Tanya Bennet, a PhD student in Biomedical Engineering, uses a pipet while working on the development of an in vitro model of the injured spinal cord

Tanya Bennet, a PhD student in Biomedical Engineering, is pipetting hydrogels that serve as scaffolds for neural cells, in the development of an in vitro model of the injured spinal cord. Photo: Martin Dee


Serious disorders affecting the brain and nervous system can be complex to treat. UBC researchers are exploring some promising new avenues.


A multidisciplinary research team hopes to mend the gap

A car crash, a sporting collision, a fall from a ladder — incidents like these can change lives in an instant. If the spinal cord snaps, the resulting gap means nerve impulses from the brain can’t reach the body. That disruption can cause significant health problems including chronic pain, sexual dysfunction, loss of bladder or bowel control, and paralysis.

Spinal cord injury (SCI) also poses serious challenges for healthcare treatment. Invasive surgery and the use of solid materials for repairing the gap carry the risk of damaging any remaining nerve fibres and bodily functions.

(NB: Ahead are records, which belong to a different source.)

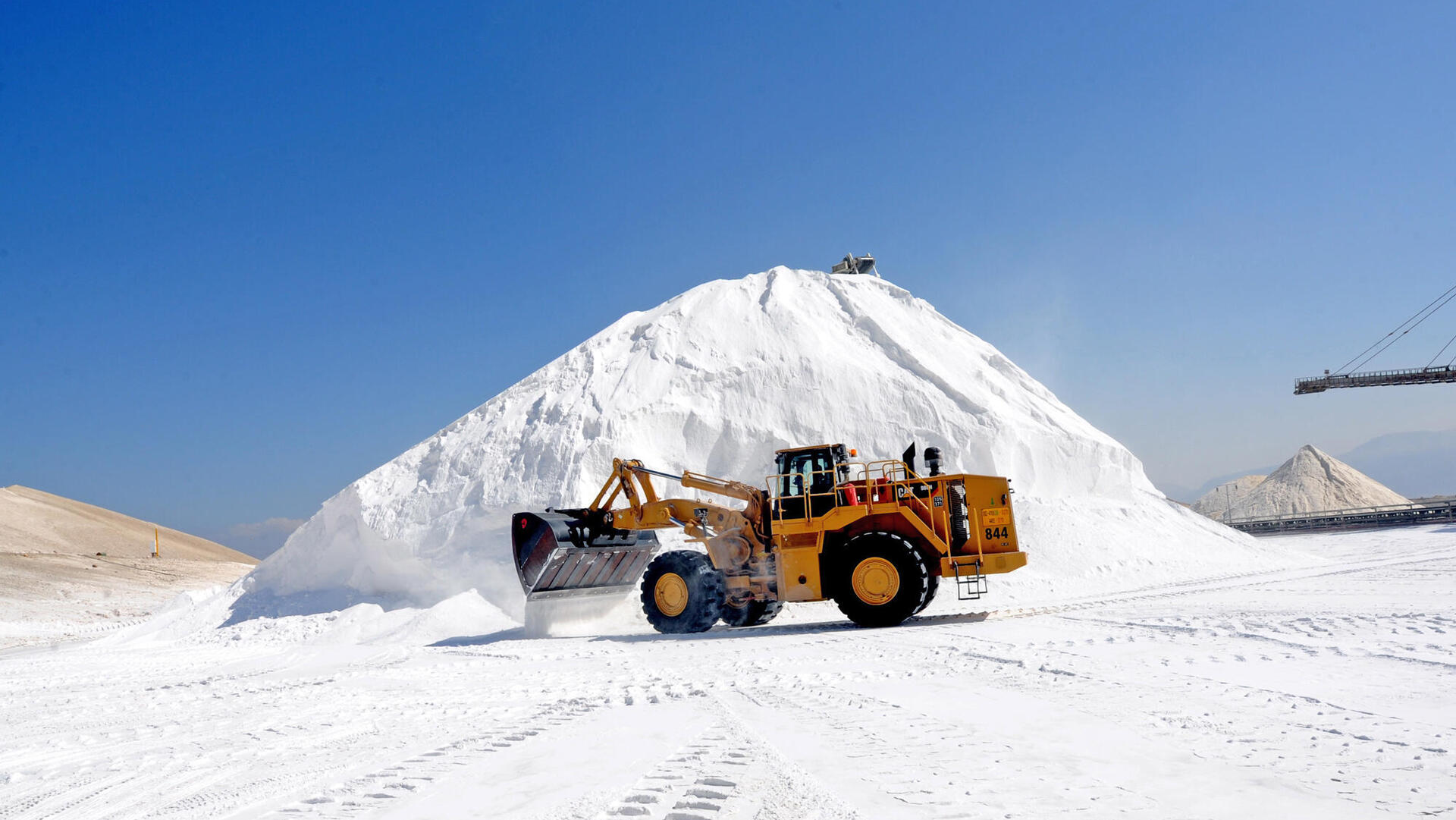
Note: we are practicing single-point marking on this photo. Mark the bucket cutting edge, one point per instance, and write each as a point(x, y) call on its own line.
point(561, 555)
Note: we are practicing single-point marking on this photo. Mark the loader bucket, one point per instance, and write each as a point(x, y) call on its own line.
point(558, 555)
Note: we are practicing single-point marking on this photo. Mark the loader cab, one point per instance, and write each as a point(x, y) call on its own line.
point(805, 479)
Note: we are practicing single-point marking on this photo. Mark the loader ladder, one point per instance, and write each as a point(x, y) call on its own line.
point(970, 583)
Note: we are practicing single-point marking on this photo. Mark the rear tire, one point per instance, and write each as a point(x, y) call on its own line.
point(683, 592)
point(752, 614)
point(880, 580)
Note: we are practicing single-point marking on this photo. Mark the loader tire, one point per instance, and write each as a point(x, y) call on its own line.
point(683, 592)
point(752, 614)
point(880, 580)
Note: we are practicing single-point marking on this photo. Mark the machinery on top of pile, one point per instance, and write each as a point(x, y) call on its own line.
point(873, 536)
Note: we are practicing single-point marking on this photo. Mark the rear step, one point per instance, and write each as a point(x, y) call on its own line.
point(560, 555)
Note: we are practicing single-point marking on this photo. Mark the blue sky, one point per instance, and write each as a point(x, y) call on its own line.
point(253, 251)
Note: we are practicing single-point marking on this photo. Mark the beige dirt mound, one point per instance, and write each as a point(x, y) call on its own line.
point(55, 587)
point(33, 520)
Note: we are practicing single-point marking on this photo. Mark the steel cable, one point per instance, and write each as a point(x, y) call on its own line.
point(1391, 338)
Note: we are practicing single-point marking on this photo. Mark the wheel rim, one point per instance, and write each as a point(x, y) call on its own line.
point(875, 582)
point(670, 595)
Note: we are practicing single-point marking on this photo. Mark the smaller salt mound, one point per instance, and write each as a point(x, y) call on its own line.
point(1310, 482)
point(1220, 500)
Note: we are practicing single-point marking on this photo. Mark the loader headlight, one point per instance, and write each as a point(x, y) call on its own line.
point(932, 459)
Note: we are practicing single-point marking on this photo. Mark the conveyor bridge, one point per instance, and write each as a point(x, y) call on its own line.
point(1375, 379)
point(1353, 519)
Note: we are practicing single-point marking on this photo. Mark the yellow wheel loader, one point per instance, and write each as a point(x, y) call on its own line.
point(874, 536)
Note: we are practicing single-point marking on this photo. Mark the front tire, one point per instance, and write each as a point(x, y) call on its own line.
point(683, 592)
point(881, 580)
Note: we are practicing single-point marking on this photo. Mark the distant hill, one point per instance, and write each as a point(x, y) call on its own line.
point(33, 520)
point(1308, 482)
point(1417, 463)
point(1411, 463)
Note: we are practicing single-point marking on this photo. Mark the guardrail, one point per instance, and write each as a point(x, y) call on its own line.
point(1351, 519)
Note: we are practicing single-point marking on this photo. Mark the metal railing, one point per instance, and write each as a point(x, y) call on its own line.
point(1348, 519)
point(1375, 378)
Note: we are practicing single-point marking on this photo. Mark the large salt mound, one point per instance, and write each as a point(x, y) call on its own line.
point(1313, 481)
point(715, 381)
point(1219, 501)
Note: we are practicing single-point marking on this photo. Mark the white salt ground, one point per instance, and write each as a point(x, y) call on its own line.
point(1313, 691)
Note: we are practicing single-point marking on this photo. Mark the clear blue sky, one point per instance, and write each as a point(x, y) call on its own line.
point(253, 251)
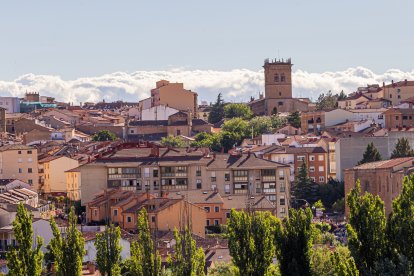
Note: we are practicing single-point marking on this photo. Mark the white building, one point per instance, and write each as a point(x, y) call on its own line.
point(11, 104)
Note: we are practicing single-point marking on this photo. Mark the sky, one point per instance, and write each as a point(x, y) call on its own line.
point(80, 50)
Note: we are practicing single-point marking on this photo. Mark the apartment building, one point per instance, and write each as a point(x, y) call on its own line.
point(19, 162)
point(52, 178)
point(382, 178)
point(159, 170)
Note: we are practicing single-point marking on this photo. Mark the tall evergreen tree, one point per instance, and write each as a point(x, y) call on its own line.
point(188, 260)
point(366, 228)
point(251, 241)
point(294, 119)
point(145, 259)
point(108, 251)
point(402, 149)
point(371, 154)
point(400, 226)
point(67, 251)
point(294, 243)
point(24, 259)
point(217, 111)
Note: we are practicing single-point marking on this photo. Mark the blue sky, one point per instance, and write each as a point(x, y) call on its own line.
point(75, 39)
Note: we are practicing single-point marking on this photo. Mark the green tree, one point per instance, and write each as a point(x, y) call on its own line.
point(294, 119)
point(104, 135)
point(327, 101)
point(217, 111)
point(402, 149)
point(366, 228)
point(371, 154)
point(237, 110)
point(303, 186)
point(145, 259)
point(24, 259)
point(188, 260)
point(108, 251)
point(400, 228)
point(294, 243)
point(260, 125)
point(251, 241)
point(67, 251)
point(172, 142)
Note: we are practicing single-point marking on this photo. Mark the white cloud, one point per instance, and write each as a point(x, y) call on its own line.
point(235, 85)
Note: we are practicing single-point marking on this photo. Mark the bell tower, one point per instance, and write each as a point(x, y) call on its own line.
point(278, 79)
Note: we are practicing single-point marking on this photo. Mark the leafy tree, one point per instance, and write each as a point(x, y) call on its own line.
point(104, 135)
point(278, 121)
point(371, 154)
point(402, 149)
point(400, 226)
point(304, 187)
point(251, 241)
point(260, 125)
point(366, 228)
point(145, 259)
point(172, 141)
point(24, 259)
point(327, 101)
point(67, 251)
point(238, 127)
point(294, 243)
point(108, 251)
point(294, 119)
point(237, 110)
point(217, 111)
point(188, 260)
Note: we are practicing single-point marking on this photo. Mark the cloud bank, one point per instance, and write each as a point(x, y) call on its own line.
point(235, 85)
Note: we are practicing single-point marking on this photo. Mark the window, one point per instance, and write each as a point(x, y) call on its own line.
point(300, 158)
point(227, 188)
point(213, 177)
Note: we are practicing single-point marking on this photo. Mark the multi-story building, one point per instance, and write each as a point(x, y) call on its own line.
point(174, 170)
point(278, 90)
point(382, 178)
point(397, 92)
point(11, 104)
point(52, 178)
point(19, 162)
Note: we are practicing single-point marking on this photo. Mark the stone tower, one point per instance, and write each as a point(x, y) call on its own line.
point(278, 79)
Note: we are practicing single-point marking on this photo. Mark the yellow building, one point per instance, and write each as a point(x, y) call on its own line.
point(19, 162)
point(52, 176)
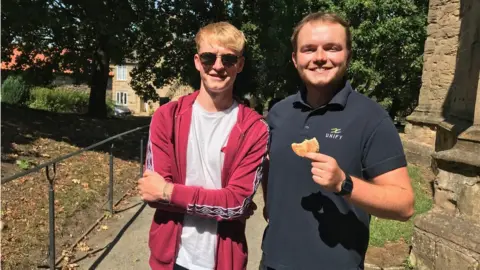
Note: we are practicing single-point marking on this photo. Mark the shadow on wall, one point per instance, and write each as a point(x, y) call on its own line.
point(459, 105)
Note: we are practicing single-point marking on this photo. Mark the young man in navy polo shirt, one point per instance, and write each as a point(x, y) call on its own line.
point(319, 206)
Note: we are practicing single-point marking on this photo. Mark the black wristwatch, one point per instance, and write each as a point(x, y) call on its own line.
point(347, 186)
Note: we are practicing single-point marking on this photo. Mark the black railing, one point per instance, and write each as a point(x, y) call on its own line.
point(51, 173)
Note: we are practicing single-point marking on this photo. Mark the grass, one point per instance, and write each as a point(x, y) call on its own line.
point(383, 231)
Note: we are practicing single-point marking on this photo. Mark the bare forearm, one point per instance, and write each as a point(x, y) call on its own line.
point(383, 201)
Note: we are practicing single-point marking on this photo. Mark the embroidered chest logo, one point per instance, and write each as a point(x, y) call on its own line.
point(335, 133)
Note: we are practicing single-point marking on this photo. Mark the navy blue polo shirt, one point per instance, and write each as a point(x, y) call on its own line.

An innovative approach to treatment offers hope. UBC’s multidisciplinary Mend the Gap team is developing a soft gel biomaterial that a machine-vision-equipped surgical robot can inject precisely into the point of injury to help nerve fibres regrow. In contrast to previous treatments, the biomaterials are compatible with bodily systems and structures, says research lead Dr. John Madden, a UBC electrical and computer engineering professor. The gels can also contain medication to modify scar tissue (which can complicate repair) as well as revive nerve fibres.

“The soft gel that our team plans to use contains tiny magnetic rods that are aligned using an external magnet, creating guide rails that support the nerve fibres to grow in the right direction, eventually crossing the gap,” Madden says. 

UBC surgery and zoology professor Dr. Wolfram Tetzlaff points out that because invasive surgery is minimized, recovery times could be faster and the potential for damage is reduced. Beyond SCI, the researchers hope to find ways of applying this treatment to other chronic injuries. “A soft gel can be moulded into the shapes of the many different lesions seen in the body, and thus provide personalized treatment,” says Tetzlaff. 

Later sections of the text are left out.